Digging into Structured Data for Media on Commons (Part 2)

Now that we know all about what MediaInfo content looks like and how to request it from the api, let’s see how to add MediaInfo content to an image. If you don’t remember all that, have a look at the previous blog post for a refresher.

Adding captions

Captions are called ‘labels’ in Wikibase lingo, and so we’ll want to put together a string that represents the json text defining one or more labels. Each label can have a string defined for one or more languages. This then gets passed to the MediaWiki api to do the heavy lifting.

Here’s an example of the ‘data’ parameter to the api before url encoding:

data={"labels":{"en":{"language":"en","value":"Category:Mak Grgić"},
"sl":{"language":"sl","value":"Mak Grgic"}}}

You’ll need to pass a csrf token which you can get after logging in to MediaWiki, and the standard parameters to wbeditentity, namely:

action=wbeditentity
id=<Mxxx, the MediaInfo id associated with your image>
summary=<comment summarizing the edit>
token=<csrf token you got from logging in>

Since I spend most of my coding life in Python land, we love the requests module. Here’s the relevant code for that:

        params = {'action': 'wbeditentity',
                  'format': 'json',
                  'id': minfo_id,
                  'data': '{"labels":{"en":{"language":"en","value":"' + caption + '"}}}',
                  'summary': comment,
                  'token': self.args['creds']['commons']['token']}
        response = requests.post(self.args['wiki_api_url'], data=params,
                                 cookies=self.args['creds']['commons']['cookies'],
                                 headers={'User-Agent': self.args['agent']})

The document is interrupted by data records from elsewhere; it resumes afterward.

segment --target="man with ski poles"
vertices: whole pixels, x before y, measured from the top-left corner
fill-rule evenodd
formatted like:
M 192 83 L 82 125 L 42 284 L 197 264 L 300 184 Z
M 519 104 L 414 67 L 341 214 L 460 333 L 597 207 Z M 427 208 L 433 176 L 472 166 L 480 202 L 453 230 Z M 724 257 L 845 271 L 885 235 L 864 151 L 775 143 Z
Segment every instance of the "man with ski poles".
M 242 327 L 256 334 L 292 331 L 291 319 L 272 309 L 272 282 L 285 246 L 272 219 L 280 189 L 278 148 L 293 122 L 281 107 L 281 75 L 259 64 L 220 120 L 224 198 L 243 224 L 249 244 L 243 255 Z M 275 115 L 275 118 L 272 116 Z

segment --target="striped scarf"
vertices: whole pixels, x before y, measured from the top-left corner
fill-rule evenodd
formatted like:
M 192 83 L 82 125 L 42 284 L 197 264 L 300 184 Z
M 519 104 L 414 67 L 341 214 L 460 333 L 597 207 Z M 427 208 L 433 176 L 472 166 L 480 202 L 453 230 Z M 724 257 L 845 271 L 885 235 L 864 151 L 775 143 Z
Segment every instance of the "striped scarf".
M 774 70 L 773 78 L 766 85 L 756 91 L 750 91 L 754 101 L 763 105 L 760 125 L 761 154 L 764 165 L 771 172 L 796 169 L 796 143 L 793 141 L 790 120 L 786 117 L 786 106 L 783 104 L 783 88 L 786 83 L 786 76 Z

where variables like minfo_id, comment and so on should be self-explanatory.

You’ll get json back and if the request fails within MediaWiki, there will be an entry named ‘error’ in the response with some string describing the error.

You can have a look at the add_captions() method in https://github.com/apergos/misc-wmf-crap/blob/master/glyph-image-generator/generate_glyph_pngs.py for any missing details.

Since that’s all pretty straightfoward, let’s move on to…

Adding Depicts Statements

A ‘depicts’ statement is a Wikibase statement (or ‘claim’) that the image associated with the specified MediaInfo id depicts a certain subject. We specify this by using the Wikidata property id associated with ‘depicts’. For www.wikidata.org that is https://www.wikidata.org/wiki/Property:P180 and for the test version of Wikidata I work with at https://wikidata.beta.wmflabs.org it is https://wikidata.beta.wmflabs.org/wiki/Property:P245962 so you’ll need to tailor your script to the Wikibase source you’re using.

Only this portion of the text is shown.